An open API service indexing awesome lists of open source software.

https://github.com/gabya06/sentiment_analysis_glassdoor

Sentiment Analysis on glassdoor.com data science jobs
https://github.com/gabya06/sentiment_analysis_glassdoor

nlp nltk-python sentiment-analysis textblob-sentiment-analysis vader-sentiment-analysis

Last synced: 1 day ago
JSON representation

Sentiment Analysis on glassdoor.com data science jobs

Awesome Lists containing this project

README

        

# Sentiment Analysis of Data Science Job Reviews on Glassdoor

## Project Overview
This project involves **web scraping** Glassdoor reviews for data science job postings to **analyze sentiment** and explore how review ratings correlate with textual sentiment. The goal is to understand how employees describe their experiences and whether sentiment aligns with the number of stars given.

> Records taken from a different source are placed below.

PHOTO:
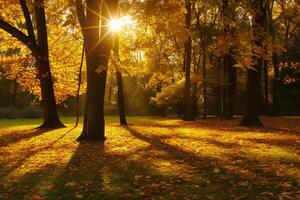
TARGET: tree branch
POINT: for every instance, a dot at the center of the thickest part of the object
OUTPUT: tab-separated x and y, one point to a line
19	35
80	13
29	24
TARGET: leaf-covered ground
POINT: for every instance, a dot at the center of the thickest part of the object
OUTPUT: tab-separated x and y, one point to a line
154	158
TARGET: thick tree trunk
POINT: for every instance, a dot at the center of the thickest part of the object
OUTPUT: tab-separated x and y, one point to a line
121	103
98	42
276	84
218	104
251	117
51	119
231	87
266	88
204	82
93	125
188	104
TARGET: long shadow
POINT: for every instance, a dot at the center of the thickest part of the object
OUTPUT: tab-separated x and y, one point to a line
95	173
205	166
17	136
28	154
226	126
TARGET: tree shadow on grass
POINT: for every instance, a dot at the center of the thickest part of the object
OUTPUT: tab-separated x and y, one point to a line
95	171
225	181
17	136
287	126
28	154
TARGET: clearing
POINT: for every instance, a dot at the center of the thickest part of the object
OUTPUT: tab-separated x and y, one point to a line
154	158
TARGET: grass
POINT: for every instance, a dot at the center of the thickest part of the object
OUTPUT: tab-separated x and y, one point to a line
153	158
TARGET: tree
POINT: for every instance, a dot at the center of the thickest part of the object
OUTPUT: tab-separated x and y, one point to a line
98	42
228	60
251	116
188	105
121	104
38	45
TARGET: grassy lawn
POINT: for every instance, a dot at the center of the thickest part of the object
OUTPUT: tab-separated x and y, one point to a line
153	158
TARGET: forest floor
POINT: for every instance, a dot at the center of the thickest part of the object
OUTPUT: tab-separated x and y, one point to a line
153	158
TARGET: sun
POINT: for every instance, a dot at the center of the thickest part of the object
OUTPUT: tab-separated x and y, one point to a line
115	25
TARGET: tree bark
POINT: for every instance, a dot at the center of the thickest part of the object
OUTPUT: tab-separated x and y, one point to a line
51	119
39	49
188	105
231	86
266	88
98	42
251	117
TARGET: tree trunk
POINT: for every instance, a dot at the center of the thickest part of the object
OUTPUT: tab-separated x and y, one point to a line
121	103
188	105
93	125
204	82
51	119
231	87
266	87
251	117
276	84
98	43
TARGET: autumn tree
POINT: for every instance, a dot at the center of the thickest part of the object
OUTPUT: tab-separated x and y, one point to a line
251	117
38	45
94	16
188	105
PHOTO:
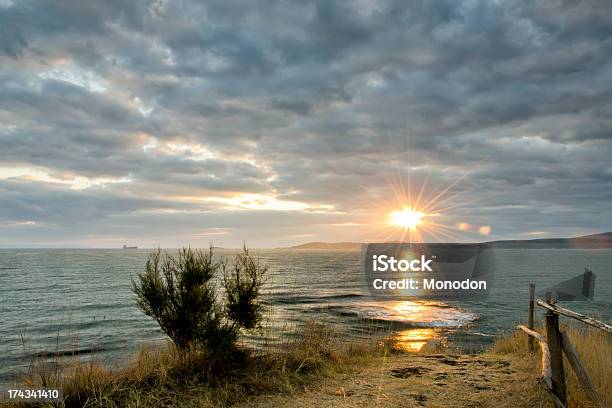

📖 Read the full article on [medium.com](https://medium.com/@gabya06/python-sentiment-analysis-using-textblob-and-vader-for-glassdoor-reviews-cc9632babb73).

## Table of Contents

* [Web Scrapping](#webscrapping)
* [Text Pre-processing](#textprocessing)
* [Data Visualization](#viz)
* [Sentiment Analysis](#sentiment)
* [Conclusion](#conclusion)

### Web Scrapping Glassdoor Data
Since Glassdoor lacks a public API, I used `Selenium` and `BeautifulSoup` to extract job listings and reviews. However, scraping was limited due to a `403 Forbidden` error after a small number of requests.

Example Scraping Function:

```python
def get_page(url, headers):
"""Fetch webpage content using BeautifulSoup."""
try:
req = Request(url, headers=headers)
page = urlopen(req)
soup = BeautifulSoup(page, "html.parser")
return soup
except HTTPError as e:
print(f"Error opening page {e}")
```

### Text Preprocessing
In order to proceed with sentiment analysis, I had to perform text preprocessing which involved the below. When working on NLP projects, I am usually a big fan of the NLTK library, but this time I wanted to try out TextBlob.

* Removed punctuation, numbers, and stopwords
* Tokenized text using **TextBlob** instead of **NLTK**

Example of cleaning reviews:
```python
# assign new clean review column
df = df.assign(clean_review = df.reviews.map(lambda x: ' '.join(TextBlob(str(x)).words)))
```

### Data Exploration & Visualization
Once the data is cleaned I can finally move on to the fun part, visualizations! I created a **word cloud** from the most frequent words in the reviews:

![review_wordcloud](/img/review_wordcloud.png)

Top words included *good, work, people, great, benefits, culture, balance, pay, management, life*, reflecting common themes in workplace discussions.

## Sentiment Analysis
### TextBlob Sentiment Analysis
TextBlob measures:

* **Polarity** (-1 to 1): Negative to positive sentiment
* **Subjectivity** (0 to 1): Objective to subjective content

Here is an example:

```python
sample_review = df['clean_review'].iloc[0]
TextBlob(sample_review).sentiment
```

*Observations:*

* Higher-rated companies didn’t always have higher polarity scores.
* Some lower-rated reviews had neutral or even positive sentiment.

### VADER Sentiment Analysis
VADER provides:

* **Positive, Neutral, Negative scores**
* **Compound score** (-1 to 1), summarizing overall sentiment

Here is an example:

```python
sid = SentimentIntensityAnalyzer()
sid.polarity_scores(sample_review)
```

### Sentiment vs. Star Ratings
While VADER's compound scores showed a clearer relationship with ratings, inconsistencies still emerged.

### Polarity vs. Stars
![textblob_sentiments](/img/textblob_sentiments.png)

### VADER Compound Scores
![vader_compoundscores](/img/vader_compoundscores.png)

## Conclusion
While sentiment analysis provides valuable insights, review ratings don’t always align with textual sentiment. This raises questions about how employees rate companies and whether numerical ratings alone reflect job satisfaction.